Ulama fiqh juga mengemukakan alasan sabda Rasulullah:[8]
اُعْطُواُ اَلاْءَجِيْرَ اَجْرَهُ قَبْلَ اَنْ يَّجِفَ عُرُفُهُ
“Berikanlah olehmu upah orang sewaan sebelum keringatnya kering.” ( Riwayat Ibnu Majah).
اِحْتَجِمْ وَ اَعْطِ الْحُجَّامَ اَجْرَهُ
“Berbekamlah kamu, kemudian berikanlah olehmu upahnya kepada tukang bekam itu.” (Riwayat Bukhari dan Muslim).[9]
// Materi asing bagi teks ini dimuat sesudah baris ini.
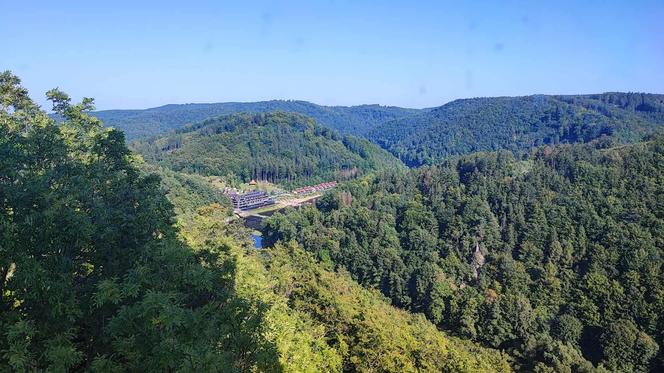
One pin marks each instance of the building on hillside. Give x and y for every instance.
(315, 188)
(250, 200)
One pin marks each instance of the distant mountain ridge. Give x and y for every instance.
(518, 124)
(278, 147)
(155, 121)
(426, 136)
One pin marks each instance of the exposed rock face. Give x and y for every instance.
(478, 260)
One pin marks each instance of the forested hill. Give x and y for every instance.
(556, 259)
(155, 121)
(95, 277)
(518, 124)
(279, 147)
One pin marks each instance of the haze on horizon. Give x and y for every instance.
(419, 54)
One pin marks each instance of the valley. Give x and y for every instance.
(489, 234)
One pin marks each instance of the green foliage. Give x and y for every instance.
(95, 276)
(278, 147)
(518, 124)
(556, 259)
(156, 121)
(367, 333)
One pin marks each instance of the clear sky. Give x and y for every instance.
(138, 54)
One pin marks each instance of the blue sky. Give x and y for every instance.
(138, 54)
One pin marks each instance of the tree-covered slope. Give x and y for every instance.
(95, 277)
(151, 122)
(279, 147)
(556, 259)
(518, 124)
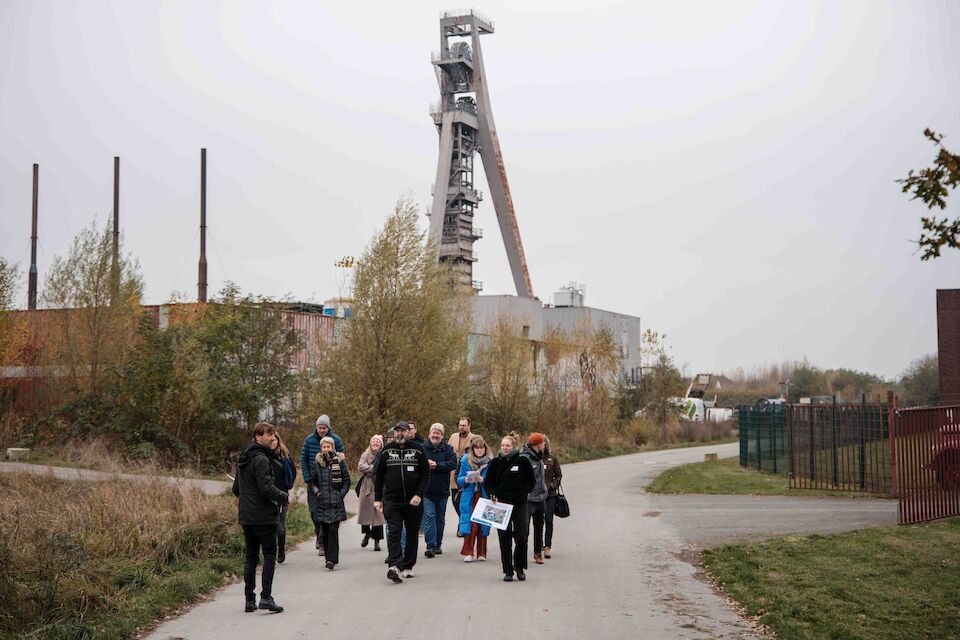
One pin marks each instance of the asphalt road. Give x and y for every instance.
(619, 570)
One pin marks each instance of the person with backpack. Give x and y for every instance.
(257, 512)
(284, 476)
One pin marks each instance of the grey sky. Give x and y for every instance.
(722, 169)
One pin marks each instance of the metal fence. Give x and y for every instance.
(927, 462)
(763, 440)
(839, 447)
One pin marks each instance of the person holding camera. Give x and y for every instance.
(399, 482)
(258, 511)
(329, 484)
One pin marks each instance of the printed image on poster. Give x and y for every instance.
(493, 515)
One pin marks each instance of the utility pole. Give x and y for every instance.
(202, 280)
(32, 278)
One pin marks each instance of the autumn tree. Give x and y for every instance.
(933, 185)
(95, 326)
(402, 354)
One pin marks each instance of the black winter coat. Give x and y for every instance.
(330, 507)
(509, 478)
(401, 473)
(446, 458)
(260, 499)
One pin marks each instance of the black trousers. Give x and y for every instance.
(455, 497)
(375, 531)
(536, 510)
(257, 537)
(548, 512)
(515, 534)
(400, 516)
(330, 536)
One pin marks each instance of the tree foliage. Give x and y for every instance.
(98, 309)
(402, 354)
(920, 383)
(933, 185)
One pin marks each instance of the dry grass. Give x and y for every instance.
(99, 559)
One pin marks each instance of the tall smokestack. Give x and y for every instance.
(115, 266)
(32, 278)
(202, 280)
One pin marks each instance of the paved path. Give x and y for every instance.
(618, 570)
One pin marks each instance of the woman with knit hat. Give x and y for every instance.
(473, 470)
(537, 498)
(369, 519)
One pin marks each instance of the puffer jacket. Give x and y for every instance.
(330, 507)
(310, 449)
(539, 491)
(254, 484)
(466, 496)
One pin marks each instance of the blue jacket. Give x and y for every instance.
(311, 447)
(443, 454)
(466, 496)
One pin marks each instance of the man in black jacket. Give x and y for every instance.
(399, 481)
(509, 479)
(258, 513)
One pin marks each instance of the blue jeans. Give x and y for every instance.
(434, 514)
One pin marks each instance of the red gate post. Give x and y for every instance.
(892, 407)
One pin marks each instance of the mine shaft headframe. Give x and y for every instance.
(461, 22)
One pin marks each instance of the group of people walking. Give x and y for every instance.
(405, 482)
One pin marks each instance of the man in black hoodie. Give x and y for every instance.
(399, 481)
(510, 479)
(258, 513)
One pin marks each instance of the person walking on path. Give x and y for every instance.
(552, 475)
(370, 520)
(442, 461)
(460, 442)
(473, 470)
(257, 512)
(400, 479)
(510, 479)
(536, 500)
(285, 473)
(329, 485)
(308, 453)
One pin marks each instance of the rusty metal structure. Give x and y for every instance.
(464, 121)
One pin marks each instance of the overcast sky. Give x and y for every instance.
(724, 170)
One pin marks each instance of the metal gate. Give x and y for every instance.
(839, 447)
(926, 458)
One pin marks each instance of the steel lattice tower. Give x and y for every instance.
(465, 123)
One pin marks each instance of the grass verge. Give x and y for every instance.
(102, 559)
(595, 453)
(728, 477)
(892, 582)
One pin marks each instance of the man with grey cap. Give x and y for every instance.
(308, 453)
(399, 481)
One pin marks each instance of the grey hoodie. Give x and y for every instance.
(539, 491)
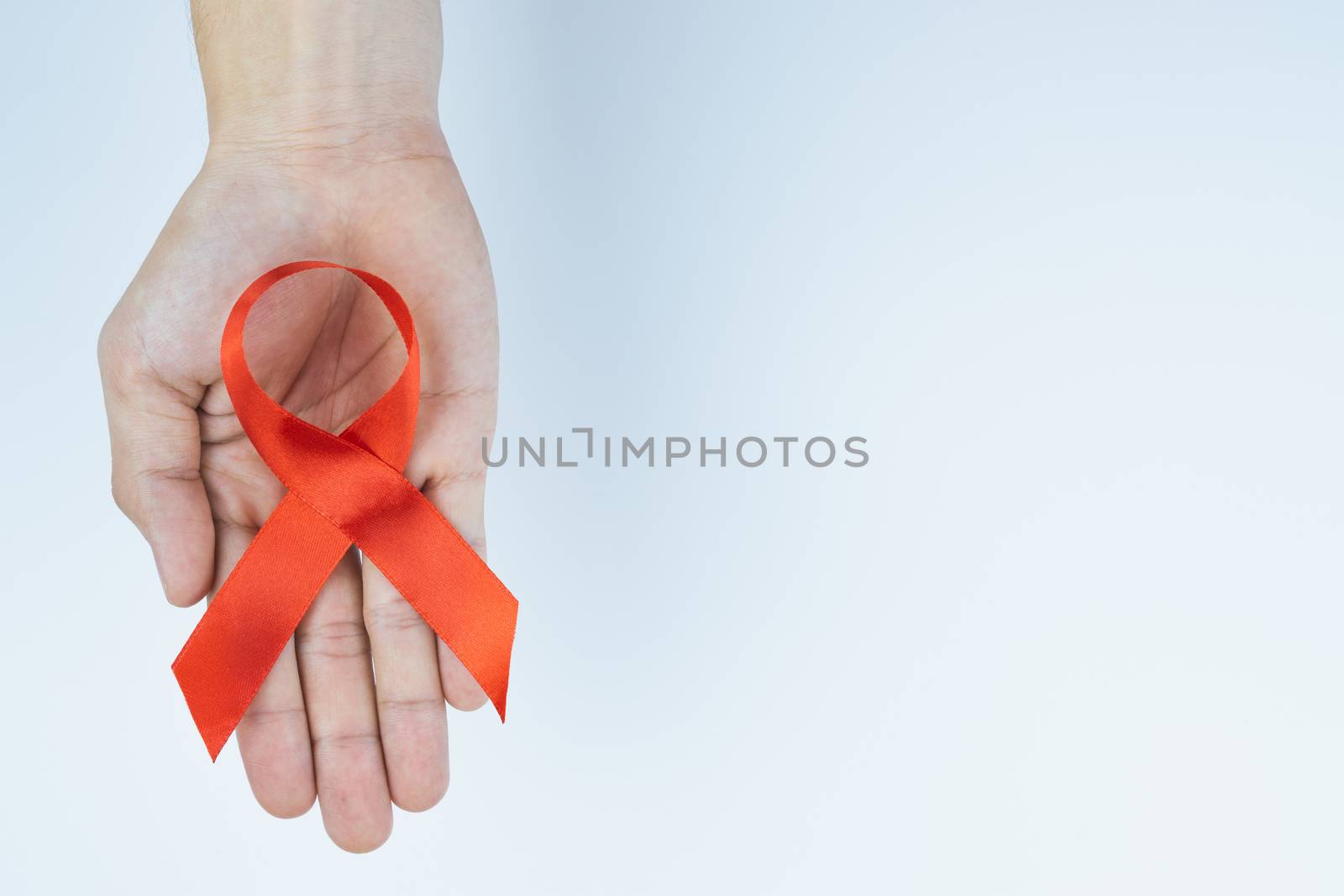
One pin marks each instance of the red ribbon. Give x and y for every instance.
(343, 490)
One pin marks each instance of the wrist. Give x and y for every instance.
(320, 74)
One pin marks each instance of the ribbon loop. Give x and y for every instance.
(343, 490)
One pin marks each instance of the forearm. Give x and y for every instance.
(318, 71)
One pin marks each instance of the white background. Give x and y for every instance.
(1072, 268)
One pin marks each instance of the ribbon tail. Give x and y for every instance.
(252, 618)
(447, 582)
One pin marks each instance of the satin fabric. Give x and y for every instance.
(343, 490)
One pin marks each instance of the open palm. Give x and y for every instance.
(183, 470)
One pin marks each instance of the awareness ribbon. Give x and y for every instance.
(343, 490)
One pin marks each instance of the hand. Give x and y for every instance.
(386, 199)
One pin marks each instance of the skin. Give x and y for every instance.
(313, 157)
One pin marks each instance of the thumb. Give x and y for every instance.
(156, 464)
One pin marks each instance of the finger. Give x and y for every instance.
(273, 734)
(156, 465)
(333, 665)
(461, 499)
(410, 699)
C.     Rukun dan Syarat Ijarah
      Rukun-rukun dan syarat-syarat ijarah adalah:
1.      Mu’jir dan Musta’jir, yaitu orang yang melakukan akad sewa-menyewa atau upah-mengupah. Mu’jir adalah yang memberikan upah dan yang menyewakan. Musta’jir adalah orang yang menerima upah untuk melakukan sesuatu dan yang menyewa sesuatu. Disyaratkan pada mu’jir dan musta’jir adalah baligh, berakal, cakap melakukan tasharruf (mengendalikan harta), dan saling meridhai. Allah swt. berfirman:[10]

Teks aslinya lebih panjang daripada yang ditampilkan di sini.